"Engineering Emergence in Robotic Systems"

Abstract:
Complex systems consist of diverse agents that are interdependent, connected, and continually adapt to changes in the system and environment. The defining feature of complex systems is the phenomenon of emergence, which describes the spontaneous creation of order and functionality from the bottom up. We see emergent patterns at every level in the physical world, both in the structure and functionality of complex systems. Some emergent phenomena are desirable, for example, the swirling patterns created by flocks of starlings or the natural formation of lanes in heavy pedestrian traffic. Other emergent phenomena are undesirable, such as phantom traffic jams that emerge from local interactions between vehicles on a highway.
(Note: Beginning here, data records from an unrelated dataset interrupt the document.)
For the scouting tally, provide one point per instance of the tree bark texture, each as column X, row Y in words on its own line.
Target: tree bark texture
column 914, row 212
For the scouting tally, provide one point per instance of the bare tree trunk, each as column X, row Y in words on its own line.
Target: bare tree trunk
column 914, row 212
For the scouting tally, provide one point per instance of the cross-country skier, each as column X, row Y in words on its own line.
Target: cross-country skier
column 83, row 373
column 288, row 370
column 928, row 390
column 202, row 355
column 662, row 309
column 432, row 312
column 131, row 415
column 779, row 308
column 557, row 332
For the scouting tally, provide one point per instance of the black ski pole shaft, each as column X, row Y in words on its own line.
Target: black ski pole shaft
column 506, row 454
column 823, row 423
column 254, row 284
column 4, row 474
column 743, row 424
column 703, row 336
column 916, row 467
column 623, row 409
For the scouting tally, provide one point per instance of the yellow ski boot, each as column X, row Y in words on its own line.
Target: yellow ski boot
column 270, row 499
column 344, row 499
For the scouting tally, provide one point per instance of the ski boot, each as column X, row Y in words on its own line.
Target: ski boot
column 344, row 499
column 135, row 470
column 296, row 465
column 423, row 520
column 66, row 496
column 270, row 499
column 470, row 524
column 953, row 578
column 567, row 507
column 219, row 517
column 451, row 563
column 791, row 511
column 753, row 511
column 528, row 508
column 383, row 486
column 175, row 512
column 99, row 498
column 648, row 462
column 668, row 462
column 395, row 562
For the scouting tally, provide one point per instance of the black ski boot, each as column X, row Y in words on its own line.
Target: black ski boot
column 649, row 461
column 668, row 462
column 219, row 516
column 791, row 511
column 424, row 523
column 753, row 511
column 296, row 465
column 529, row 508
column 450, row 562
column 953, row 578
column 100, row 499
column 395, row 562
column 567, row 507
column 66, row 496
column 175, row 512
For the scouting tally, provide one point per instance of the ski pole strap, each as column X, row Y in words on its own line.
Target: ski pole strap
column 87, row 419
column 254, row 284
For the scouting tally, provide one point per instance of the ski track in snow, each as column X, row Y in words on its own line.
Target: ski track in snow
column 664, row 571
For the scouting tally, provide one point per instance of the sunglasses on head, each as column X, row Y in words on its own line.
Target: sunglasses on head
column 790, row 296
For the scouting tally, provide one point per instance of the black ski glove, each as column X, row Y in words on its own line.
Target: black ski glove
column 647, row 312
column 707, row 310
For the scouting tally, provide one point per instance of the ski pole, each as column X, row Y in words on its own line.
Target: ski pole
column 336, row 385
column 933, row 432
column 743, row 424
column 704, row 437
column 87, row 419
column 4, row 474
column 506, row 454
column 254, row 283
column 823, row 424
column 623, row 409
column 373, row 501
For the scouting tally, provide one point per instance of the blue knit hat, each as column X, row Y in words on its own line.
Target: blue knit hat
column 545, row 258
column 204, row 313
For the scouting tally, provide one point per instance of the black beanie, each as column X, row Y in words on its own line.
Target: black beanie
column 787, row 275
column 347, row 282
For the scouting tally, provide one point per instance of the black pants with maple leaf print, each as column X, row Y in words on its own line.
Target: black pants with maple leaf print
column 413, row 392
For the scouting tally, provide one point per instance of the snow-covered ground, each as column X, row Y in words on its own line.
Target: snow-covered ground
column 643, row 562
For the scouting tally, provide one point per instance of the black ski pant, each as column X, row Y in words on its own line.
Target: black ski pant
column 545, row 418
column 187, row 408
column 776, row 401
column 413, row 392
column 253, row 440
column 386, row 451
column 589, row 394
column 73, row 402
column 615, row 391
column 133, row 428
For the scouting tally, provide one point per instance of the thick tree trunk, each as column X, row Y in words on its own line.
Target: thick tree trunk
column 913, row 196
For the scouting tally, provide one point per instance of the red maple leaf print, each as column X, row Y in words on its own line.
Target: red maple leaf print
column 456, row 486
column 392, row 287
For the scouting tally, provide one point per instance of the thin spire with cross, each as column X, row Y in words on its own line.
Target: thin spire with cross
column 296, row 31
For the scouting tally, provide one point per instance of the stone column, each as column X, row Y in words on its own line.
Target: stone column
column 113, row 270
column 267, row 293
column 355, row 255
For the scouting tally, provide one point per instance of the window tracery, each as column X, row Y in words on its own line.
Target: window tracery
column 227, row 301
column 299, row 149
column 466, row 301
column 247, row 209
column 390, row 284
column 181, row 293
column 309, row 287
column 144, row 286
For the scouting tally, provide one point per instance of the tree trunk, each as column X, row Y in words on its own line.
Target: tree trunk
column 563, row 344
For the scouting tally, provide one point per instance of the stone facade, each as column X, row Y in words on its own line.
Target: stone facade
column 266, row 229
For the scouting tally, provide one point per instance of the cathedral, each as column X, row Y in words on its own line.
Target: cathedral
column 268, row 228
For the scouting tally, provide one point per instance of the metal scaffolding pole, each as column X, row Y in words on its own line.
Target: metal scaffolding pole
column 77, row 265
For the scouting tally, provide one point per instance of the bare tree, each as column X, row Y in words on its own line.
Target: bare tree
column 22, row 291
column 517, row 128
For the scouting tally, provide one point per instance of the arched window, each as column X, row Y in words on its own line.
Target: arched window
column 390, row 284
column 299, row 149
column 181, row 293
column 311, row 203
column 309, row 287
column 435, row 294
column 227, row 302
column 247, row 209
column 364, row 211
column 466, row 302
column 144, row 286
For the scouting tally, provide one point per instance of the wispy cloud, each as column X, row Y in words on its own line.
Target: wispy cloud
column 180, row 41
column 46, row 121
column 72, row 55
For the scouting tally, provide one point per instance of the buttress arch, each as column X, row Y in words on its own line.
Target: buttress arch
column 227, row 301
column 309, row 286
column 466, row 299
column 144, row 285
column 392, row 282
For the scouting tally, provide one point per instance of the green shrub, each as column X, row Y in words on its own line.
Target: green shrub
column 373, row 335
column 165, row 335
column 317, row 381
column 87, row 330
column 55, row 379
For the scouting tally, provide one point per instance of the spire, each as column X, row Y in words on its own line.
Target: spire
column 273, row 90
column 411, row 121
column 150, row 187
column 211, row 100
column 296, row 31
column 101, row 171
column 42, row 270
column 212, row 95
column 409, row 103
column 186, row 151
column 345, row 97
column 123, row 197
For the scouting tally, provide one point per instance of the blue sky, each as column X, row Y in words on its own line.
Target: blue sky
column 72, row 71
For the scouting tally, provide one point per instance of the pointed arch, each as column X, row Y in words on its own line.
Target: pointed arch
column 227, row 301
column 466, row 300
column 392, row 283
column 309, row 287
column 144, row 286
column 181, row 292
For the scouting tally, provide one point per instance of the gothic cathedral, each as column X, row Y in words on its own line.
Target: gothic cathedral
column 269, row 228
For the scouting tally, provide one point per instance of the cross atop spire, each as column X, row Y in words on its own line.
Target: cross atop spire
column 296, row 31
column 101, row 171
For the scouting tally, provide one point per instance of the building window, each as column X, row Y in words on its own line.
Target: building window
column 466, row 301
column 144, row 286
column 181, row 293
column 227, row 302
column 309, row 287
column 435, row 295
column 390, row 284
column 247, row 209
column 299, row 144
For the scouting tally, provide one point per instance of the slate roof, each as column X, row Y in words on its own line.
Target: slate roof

Emergence enables a system to accomplish tasks that are unachievable by any individual agent while remaining robust to noise, disturbances, and agent failure. This makes an emergence framework ideal for multi-robot and swarm applications, where monetary constraints significantly restrict the sensing, actuating, and communicating ability. In this talk, I will present an approach to exploit the mechanism of emergence through the rigorous application of decentralized optimal control. I will start with a multi-level iterative control framework, which is explored through a case study on the desirable emergence of highway platooning with connected and automated vehicles. This leads to intuitive interpretations of the sufficient conditions for the emergence, and suppression, of platooning behavior. In the second part of the talk, I will rigorously justify the use of integrator dynamics for planning in robotic systems via differential flatness. I will conclude the talk with a vision of future research and several fundamental open questions.